With the inefficiency of PoW, people have started to switch to Proof of Stake (PoS), a consensus protocol originally proposed by Sunny King from Peercoin. In this consensus, instead of using computing power to reach the consensus over new information embedded in the existing chain, PoS determines the consensus by calculating the number of stakes put when creating new blocks. Similar to how the banks work, you will get an interest for every coin you stake. But then it may create a bigger problem where people do not use their coins. Instead, they stake it to get more coins. At the end of the day, nobody is using the coin as a payment system which jeopardizes the economy.
We need to realize that reaching consensus in an open system like cryptocurrency is not an easy task. There are several other consensus protocols being developed, such as proof of elapses time (using a special processor by Intel), proof of space (for coins selling online space), and many more proofs in which they may take time to determine whether they are worthy to replace the PoW and PoS.
Then, as new coins are offered to the public, some of these coins offer a degree of centralized consensus, combined with the spirit of decentralization, for instance, delegated proof of stake or master node protocol. Instead of allowing everyone to jump in the consensus mechanism, they put a high barrier (most of the time they require a significant ownership of their own token) for everyone to start mining.
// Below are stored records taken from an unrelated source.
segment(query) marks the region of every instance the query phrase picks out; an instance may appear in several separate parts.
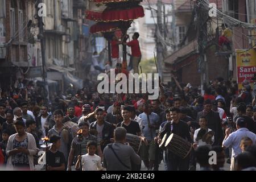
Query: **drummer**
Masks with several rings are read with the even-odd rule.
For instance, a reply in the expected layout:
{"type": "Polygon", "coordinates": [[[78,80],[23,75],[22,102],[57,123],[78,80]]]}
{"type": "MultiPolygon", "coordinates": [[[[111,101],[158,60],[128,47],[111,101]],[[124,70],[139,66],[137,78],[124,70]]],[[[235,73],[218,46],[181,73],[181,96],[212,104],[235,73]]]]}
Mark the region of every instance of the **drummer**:
{"type": "MultiPolygon", "coordinates": [[[[68,156],[68,171],[71,171],[71,166],[73,164],[73,162],[77,160],[77,156],[79,155],[81,156],[87,154],[87,143],[89,140],[93,140],[96,142],[97,142],[97,136],[92,135],[89,133],[89,126],[87,122],[82,122],[79,125],[79,127],[80,129],[82,129],[82,139],[81,141],[80,142],[78,136],[76,136],[76,137],[75,137],[73,139],[71,143],[71,148],[70,150],[69,155],[68,156]],[[81,148],[81,151],[80,148],[81,148]]],[[[99,143],[97,144],[97,150],[98,155],[102,158],[102,152],[99,143]]]]}
{"type": "MultiPolygon", "coordinates": [[[[173,107],[170,109],[171,117],[172,120],[171,122],[166,123],[160,133],[158,143],[160,144],[162,139],[166,133],[167,133],[167,137],[174,133],[189,142],[192,142],[189,134],[189,130],[188,125],[180,120],[180,109],[173,107]]],[[[189,167],[189,158],[188,156],[185,159],[181,159],[177,155],[172,153],[167,150],[167,168],[168,171],[188,171],[189,167]]]]}
{"type": "MultiPolygon", "coordinates": [[[[170,122],[172,121],[172,118],[171,117],[171,112],[170,111],[170,109],[168,108],[165,110],[166,112],[166,119],[167,119],[167,121],[163,122],[161,125],[160,125],[160,128],[159,128],[159,133],[161,133],[164,127],[164,125],[168,123],[168,122],[170,122]]],[[[157,140],[158,140],[158,137],[156,136],[155,138],[155,140],[156,141],[156,142],[157,142],[157,140]]],[[[163,151],[163,162],[164,162],[164,168],[166,169],[166,171],[168,171],[168,167],[167,167],[167,150],[164,150],[163,151]]]]}

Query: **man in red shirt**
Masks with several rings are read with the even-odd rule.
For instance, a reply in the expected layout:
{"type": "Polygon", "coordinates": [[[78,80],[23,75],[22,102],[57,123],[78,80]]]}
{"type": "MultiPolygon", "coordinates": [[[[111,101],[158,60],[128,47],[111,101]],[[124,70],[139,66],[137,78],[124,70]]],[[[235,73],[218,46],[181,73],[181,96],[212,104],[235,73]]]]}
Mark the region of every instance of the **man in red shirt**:
{"type": "Polygon", "coordinates": [[[134,73],[139,73],[139,64],[141,60],[141,48],[139,47],[139,41],[138,38],[139,37],[139,34],[138,32],[135,32],[133,36],[133,40],[127,43],[129,47],[131,47],[131,56],[133,56],[133,72],[134,73]]]}
{"type": "Polygon", "coordinates": [[[111,61],[112,68],[115,68],[117,63],[119,59],[119,45],[122,44],[122,42],[118,41],[118,38],[115,35],[114,35],[112,40],[111,41],[111,61]]]}

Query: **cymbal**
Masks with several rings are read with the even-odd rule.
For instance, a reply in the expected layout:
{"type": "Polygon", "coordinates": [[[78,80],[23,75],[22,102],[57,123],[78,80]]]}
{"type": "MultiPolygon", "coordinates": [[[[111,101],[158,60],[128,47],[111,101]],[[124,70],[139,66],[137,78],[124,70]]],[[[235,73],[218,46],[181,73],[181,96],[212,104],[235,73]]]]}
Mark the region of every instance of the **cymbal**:
{"type": "MultiPolygon", "coordinates": [[[[49,143],[48,144],[48,147],[51,147],[51,146],[52,146],[52,143],[49,143]]],[[[47,148],[47,147],[46,147],[46,144],[42,144],[40,146],[41,146],[41,147],[43,148],[47,148]]]]}

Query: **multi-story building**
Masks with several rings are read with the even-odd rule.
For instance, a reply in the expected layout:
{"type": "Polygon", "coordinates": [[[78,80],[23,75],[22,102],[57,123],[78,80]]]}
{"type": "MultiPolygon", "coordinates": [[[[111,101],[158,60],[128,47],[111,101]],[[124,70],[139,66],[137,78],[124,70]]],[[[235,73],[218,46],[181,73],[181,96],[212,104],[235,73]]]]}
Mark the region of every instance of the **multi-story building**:
{"type": "Polygon", "coordinates": [[[28,67],[27,7],[33,1],[0,1],[0,86],[7,89],[28,67]]]}
{"type": "MultiPolygon", "coordinates": [[[[256,25],[256,1],[223,0],[223,13],[241,22],[250,23],[256,25]],[[248,3],[248,4],[246,3],[248,3]]],[[[229,24],[229,21],[225,23],[229,24]]],[[[232,57],[230,60],[230,71],[234,78],[237,78],[236,49],[249,49],[255,45],[256,31],[248,28],[232,27],[232,57]],[[233,73],[233,74],[232,74],[233,73]]],[[[256,47],[254,47],[256,51],[256,47]]],[[[255,65],[256,66],[256,65],[255,65]]]]}
{"type": "MultiPolygon", "coordinates": [[[[144,8],[144,16],[134,20],[127,34],[131,38],[134,32],[140,34],[139,41],[142,59],[147,60],[154,57],[154,52],[156,52],[155,30],[157,24],[157,0],[143,1],[141,5],[144,8]]],[[[163,40],[166,44],[170,42],[172,32],[172,1],[163,0],[162,9],[162,19],[163,25],[163,40]]],[[[169,46],[169,45],[167,45],[169,46]]],[[[169,51],[171,47],[169,46],[169,51]]]]}
{"type": "MultiPolygon", "coordinates": [[[[216,1],[209,1],[216,2],[216,1]]],[[[193,1],[190,0],[175,0],[174,21],[175,31],[174,35],[174,51],[167,56],[164,61],[166,74],[164,82],[171,81],[170,73],[172,72],[178,80],[183,83],[190,82],[194,85],[201,85],[201,75],[199,72],[198,30],[193,1]],[[196,21],[195,21],[196,20],[196,21]]],[[[222,9],[222,1],[218,0],[218,9],[222,9]]],[[[198,20],[198,19],[197,19],[198,20]]],[[[218,52],[218,42],[216,38],[216,21],[208,24],[208,42],[205,50],[205,61],[207,61],[207,81],[213,80],[217,76],[228,78],[228,57],[216,55],[218,52]],[[216,75],[216,70],[218,75],[216,75]]],[[[218,27],[222,21],[219,20],[218,27]]]]}

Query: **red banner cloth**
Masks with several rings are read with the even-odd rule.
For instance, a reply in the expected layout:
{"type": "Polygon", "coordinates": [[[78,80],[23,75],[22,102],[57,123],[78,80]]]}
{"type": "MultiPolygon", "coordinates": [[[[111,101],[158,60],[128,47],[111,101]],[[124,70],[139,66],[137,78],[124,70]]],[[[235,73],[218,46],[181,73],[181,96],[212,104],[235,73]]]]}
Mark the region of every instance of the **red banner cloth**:
{"type": "Polygon", "coordinates": [[[87,11],[86,18],[96,22],[110,22],[130,21],[144,16],[143,8],[139,6],[125,10],[106,9],[102,13],[87,11]]]}

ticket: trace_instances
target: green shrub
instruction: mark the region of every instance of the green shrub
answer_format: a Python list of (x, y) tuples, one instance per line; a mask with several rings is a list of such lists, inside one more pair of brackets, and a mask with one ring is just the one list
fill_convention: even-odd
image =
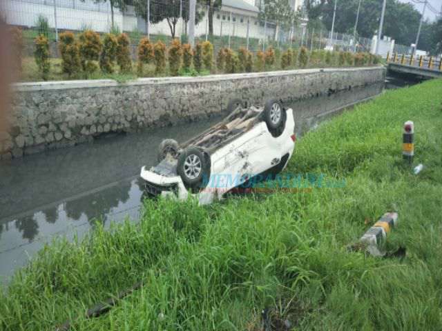
[(202, 69), (202, 46), (200, 43), (197, 43), (193, 50), (193, 67), (195, 70), (201, 72)]
[(103, 39), (103, 50), (99, 57), (99, 68), (106, 74), (114, 72), (113, 66), (117, 59), (118, 41), (117, 37), (110, 33), (106, 33)]
[(23, 32), (18, 28), (10, 29), (11, 36), (11, 52), (12, 54), (12, 65), (14, 72), (21, 72), (21, 61), (23, 57)]
[(226, 48), (221, 48), (216, 55), (216, 68), (219, 70), (224, 71), (226, 64)]
[(301, 68), (307, 67), (309, 62), (309, 53), (307, 48), (301, 47), (299, 51), (299, 66)]
[(153, 57), (155, 61), (155, 72), (160, 74), (166, 68), (166, 45), (161, 40), (157, 41), (153, 46)]
[(275, 50), (273, 47), (269, 46), (265, 50), (265, 61), (267, 69), (271, 69), (275, 64)]
[(39, 35), (43, 35), (49, 39), (49, 21), (48, 21), (48, 17), (40, 14), (37, 18), (35, 25)]
[(282, 53), (281, 56), (281, 68), (286, 69), (290, 66), (291, 56), (288, 50), (286, 50)]
[(132, 71), (132, 59), (131, 58), (131, 39), (125, 33), (121, 33), (117, 38), (117, 63), (120, 72), (128, 73)]
[(225, 71), (228, 74), (234, 74), (240, 70), (241, 64), (238, 54), (232, 50), (226, 49)]
[(75, 36), (71, 32), (61, 33), (58, 49), (61, 56), (61, 70), (69, 77), (81, 70), (80, 53)]
[(35, 39), (35, 50), (34, 51), (35, 63), (41, 74), (44, 81), (47, 81), (49, 75), (50, 63), (49, 62), (49, 41), (43, 34), (39, 34)]
[(256, 52), (256, 70), (264, 71), (265, 66), (265, 54), (262, 50)]
[(87, 74), (90, 74), (98, 68), (95, 61), (99, 59), (103, 44), (99, 34), (91, 30), (84, 31), (79, 39), (81, 66)]
[(182, 46), (182, 68), (189, 71), (193, 60), (192, 47), (189, 43)]
[(172, 76), (177, 76), (182, 61), (182, 49), (180, 39), (175, 39), (169, 48), (169, 66)]
[(202, 43), (202, 62), (209, 71), (212, 70), (213, 63), (213, 45), (210, 41)]
[(144, 65), (152, 63), (153, 59), (153, 45), (148, 38), (142, 39), (138, 43), (138, 76), (142, 76)]

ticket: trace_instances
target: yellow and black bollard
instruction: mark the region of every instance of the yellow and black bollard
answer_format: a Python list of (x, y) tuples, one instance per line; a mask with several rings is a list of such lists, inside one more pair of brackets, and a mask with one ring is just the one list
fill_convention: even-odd
[(414, 123), (412, 121), (407, 121), (403, 125), (402, 156), (412, 164), (414, 156)]

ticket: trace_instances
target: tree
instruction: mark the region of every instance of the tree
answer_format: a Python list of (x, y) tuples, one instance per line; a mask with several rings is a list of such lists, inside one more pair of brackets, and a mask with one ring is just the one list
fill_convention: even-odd
[[(82, 2), (85, 2), (86, 0), (81, 0)], [(94, 0), (94, 3), (106, 3), (109, 1), (110, 4), (110, 19), (112, 20), (112, 30), (115, 28), (114, 23), (114, 10), (119, 9), (122, 11), (126, 10), (126, 2), (124, 0)]]

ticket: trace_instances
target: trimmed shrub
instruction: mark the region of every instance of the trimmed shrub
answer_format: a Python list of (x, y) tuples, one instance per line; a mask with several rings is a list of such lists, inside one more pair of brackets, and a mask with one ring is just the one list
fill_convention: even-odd
[(119, 66), (120, 72), (130, 72), (132, 71), (132, 59), (131, 58), (131, 39), (125, 33), (121, 33), (117, 38), (118, 46), (117, 48), (117, 63)]
[(193, 52), (192, 51), (192, 48), (189, 43), (184, 43), (182, 46), (182, 68), (189, 71), (193, 60)]
[(155, 73), (163, 72), (166, 68), (166, 45), (161, 40), (157, 41), (153, 46), (153, 57)]
[(47, 81), (49, 76), (50, 63), (49, 62), (49, 41), (43, 34), (35, 38), (35, 50), (34, 50), (35, 63), (41, 74), (44, 81)]
[(288, 50), (286, 50), (282, 53), (282, 55), (281, 56), (281, 68), (282, 69), (286, 69), (290, 66), (291, 57), (291, 54)]
[(271, 68), (275, 64), (275, 50), (273, 47), (269, 46), (265, 50), (265, 67), (267, 69)]
[(301, 47), (299, 51), (299, 65), (301, 68), (307, 67), (309, 62), (309, 53), (307, 48)]
[(226, 64), (226, 48), (221, 48), (218, 50), (216, 55), (216, 67), (219, 70), (224, 71), (224, 66)]
[(10, 33), (11, 35), (11, 50), (12, 53), (12, 70), (15, 72), (21, 72), (23, 32), (21, 29), (12, 28), (10, 30)]
[(202, 46), (198, 43), (193, 50), (193, 67), (198, 72), (201, 72), (202, 68)]
[(298, 66), (298, 50), (292, 50), (291, 65), (294, 67)]
[(70, 31), (59, 36), (58, 49), (61, 55), (61, 70), (71, 77), (81, 70), (80, 53), (75, 36)]
[(86, 30), (79, 39), (81, 67), (86, 74), (92, 74), (98, 68), (95, 61), (99, 60), (103, 48), (99, 34), (91, 30)]
[(262, 50), (256, 52), (256, 70), (264, 71), (265, 66), (265, 54)]
[(113, 72), (117, 48), (117, 37), (113, 34), (106, 33), (103, 39), (103, 51), (99, 57), (99, 68), (103, 72), (107, 74)]
[(345, 53), (344, 53), (344, 52), (339, 52), (339, 56), (338, 57), (338, 64), (340, 66), (345, 64)]
[(182, 61), (182, 49), (181, 43), (177, 39), (175, 39), (171, 43), (169, 48), (169, 66), (171, 69), (172, 76), (177, 76), (181, 68), (181, 61)]
[(202, 62), (209, 71), (212, 70), (213, 63), (213, 45), (210, 41), (202, 43)]
[(153, 59), (153, 45), (151, 43), (148, 38), (142, 39), (140, 43), (138, 43), (138, 65), (137, 72), (139, 76), (143, 74), (144, 65), (152, 63)]
[(228, 74), (234, 74), (240, 69), (241, 64), (238, 54), (231, 49), (226, 49), (225, 71)]

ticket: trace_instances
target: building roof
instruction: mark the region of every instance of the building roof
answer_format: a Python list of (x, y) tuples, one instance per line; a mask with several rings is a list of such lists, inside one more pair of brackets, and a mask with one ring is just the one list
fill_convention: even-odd
[(260, 11), (257, 7), (247, 3), (244, 0), (222, 0), (222, 6), (253, 12)]

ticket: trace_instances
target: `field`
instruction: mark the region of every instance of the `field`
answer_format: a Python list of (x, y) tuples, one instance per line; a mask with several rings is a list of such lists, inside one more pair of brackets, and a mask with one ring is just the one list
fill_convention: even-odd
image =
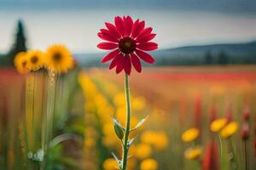
[[(112, 117), (125, 126), (124, 75), (76, 68), (57, 76), (55, 87), (49, 83), (47, 89), (40, 83), (51, 81), (45, 75), (44, 71), (20, 76), (11, 69), (1, 70), (1, 166), (115, 169), (111, 152), (120, 157), (122, 150)], [(131, 128), (148, 118), (131, 133), (136, 139), (129, 170), (256, 167), (255, 65), (144, 68), (142, 74), (132, 72), (130, 81)], [(55, 93), (54, 105), (49, 99), (44, 102), (49, 92)], [(49, 128), (44, 117), (52, 108), (54, 123)], [(210, 130), (211, 122), (224, 117), (238, 123), (227, 138)], [(249, 125), (246, 139), (241, 135), (245, 122)], [(183, 133), (191, 128), (199, 135), (185, 142)], [(42, 156), (48, 140), (48, 154)]]

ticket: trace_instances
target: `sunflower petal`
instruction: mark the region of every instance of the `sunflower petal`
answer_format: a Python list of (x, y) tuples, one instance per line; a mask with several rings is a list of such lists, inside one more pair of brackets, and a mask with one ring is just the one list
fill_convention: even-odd
[(116, 57), (119, 54), (119, 49), (116, 49), (116, 50), (110, 52), (102, 60), (102, 63), (105, 63), (105, 62), (111, 60), (112, 59)]
[(131, 70), (131, 59), (130, 59), (129, 55), (125, 56), (124, 60), (123, 60), (123, 66), (124, 66), (125, 73), (130, 75)]
[(148, 36), (151, 33), (152, 30), (153, 30), (152, 27), (148, 27), (143, 29), (141, 31), (141, 33), (137, 37), (137, 40), (143, 37), (144, 36)]
[(141, 38), (137, 38), (137, 42), (141, 42), (141, 43), (147, 42), (149, 42), (150, 40), (154, 39), (155, 37), (155, 36), (156, 36), (156, 34), (149, 34), (149, 35), (144, 36)]
[(118, 54), (113, 60), (112, 60), (110, 65), (109, 65), (109, 70), (113, 69), (115, 67), (119, 62), (122, 61), (124, 56), (122, 54)]
[(97, 45), (101, 49), (114, 49), (118, 48), (118, 44), (113, 42), (101, 42)]
[(144, 51), (153, 51), (158, 48), (158, 44), (153, 42), (148, 42), (137, 44), (137, 48)]
[(131, 32), (131, 37), (137, 37), (137, 36), (141, 33), (141, 31), (144, 29), (145, 27), (145, 21), (139, 21), (137, 20), (133, 25), (132, 28), (132, 32)]
[(153, 64), (154, 62), (154, 59), (149, 54), (138, 49), (136, 50), (136, 54), (141, 60), (147, 63)]
[(121, 37), (121, 34), (117, 31), (115, 26), (111, 23), (106, 22), (105, 23), (107, 28), (108, 29), (109, 32), (117, 39)]
[(130, 36), (133, 26), (133, 21), (131, 16), (127, 16), (126, 18), (124, 16), (124, 23), (125, 23), (125, 36)]
[(119, 60), (119, 62), (118, 62), (116, 69), (115, 69), (115, 72), (116, 74), (119, 74), (119, 72), (121, 72), (124, 70), (124, 57), (122, 57)]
Isn’t it a kind of centralization? Somehow it fulfils Laurie’s prophecy stating that “decentralised currencies are probably impossible”. There is some degree of possibility there, but it might be hard to achieve.
We really need to understand the hardness of this decentralisation and really consider if centralisation is not that bad. Its efficiency might supersede the bad things following it, and it might explain why we have central authorities (some with degrees of more decentralisation scheme in them) all around the world. When we already have an effective central authority system, then why bother trying to create a decentralised one, I wonder? Would that be like trying to reinvent the wheel from scratch and realise that the round shape is the best wheel we can have?
At the end of the day, the coin owners do not really care about how the consensus is reached in the system, as long as the price increases in the daily basis!